JACKSON, Tenn. – Nov. 4, 2004 – Nearly 1,000 students, faculty and staff members from Union University will participate in service projects all over Jackson Wednesday, Nov. 10, as part of Union’s annual Day of Remembrance.
The event is Union’s way of giving back to the community for its assistance after a tornado hit the campus Nov. 10, 2002, causing more than $2 million in damage.
“Day of Remembrance is a wonderful opportunity for students, faculty and staff to work side by side while encouraging local service agencies and schools by offering tangible support,” said Kimberly Thornbury, Union’s dean of students. “I also applaud the many disciplines who have also organized service projects related to their major.”
On Nov. 10, 2002, storms hit the campus shortly after midnight and the tower clock stopped at 12:05 a.m. Damaged roofs, shattered windows and devastation to more than 500 cars was evident for as far as the eye could see in the hours following the storm.
In the aftermath of that fateful tornado, restoration took place on the campus of Union University. The Jackson community stepped in and brought everything from food and supplies to the giving of their time and talents. Construction workers and insurance adjusters moved in to help and the campus was able to function again within a 48 hour period.
This outpouring of service from the community is the whole idea behind the celebration of the Day of Remembrance — for the sake of giving back.
“The Day of Remembrance is a significant event for the Union University community,” said Suzanne Mosley, Union’s director of student outreach. “On Nov. 10, 2002, the community of Jackson reached out and assisted us amidst the crisis of the tornado that hit our campus. The Day of Remembrance is a time for us to say thank you to the community of Jackson for all that they have done for us in the days, weeks and months following the tornado.”
This year’s Day of Remembrance will begin with a chapel service at 8:30 a.m. After that, service teams will disperse for a variety of projects. Among the scheduled projects, teams will do landscaping work and cleanup at local schools, paint at the Christian Women’s Job Corps, sort donations at the Carl Perkins Child Abuse Prevention Center and help with construction work at Jackson-Madison County Disaster Relief.

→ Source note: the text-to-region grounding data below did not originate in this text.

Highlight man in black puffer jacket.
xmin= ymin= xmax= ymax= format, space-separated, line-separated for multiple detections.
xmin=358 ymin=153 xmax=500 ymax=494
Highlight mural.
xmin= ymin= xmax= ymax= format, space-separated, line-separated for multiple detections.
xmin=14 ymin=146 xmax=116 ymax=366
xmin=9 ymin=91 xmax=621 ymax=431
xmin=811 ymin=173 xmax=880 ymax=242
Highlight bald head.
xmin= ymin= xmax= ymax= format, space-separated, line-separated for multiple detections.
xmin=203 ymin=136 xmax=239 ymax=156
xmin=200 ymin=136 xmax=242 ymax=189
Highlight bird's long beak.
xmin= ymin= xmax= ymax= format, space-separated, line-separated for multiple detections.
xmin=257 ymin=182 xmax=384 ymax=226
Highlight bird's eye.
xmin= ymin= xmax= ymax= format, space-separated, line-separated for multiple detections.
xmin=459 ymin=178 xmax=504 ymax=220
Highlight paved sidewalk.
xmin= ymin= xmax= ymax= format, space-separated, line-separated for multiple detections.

Many other similar projects are also planned.
Junior Lindsay Lawrence, of Collierville, Tenn., participated in the Day of Remembrance last year when she went to the Bells nursing home to sing hymns for the residents.
“I believe they enjoyed the fact that we took time to come out and sing for them,” Lawrence said. “It was personally fulfilling for me just to be able to love on them and give back to the community in that way.”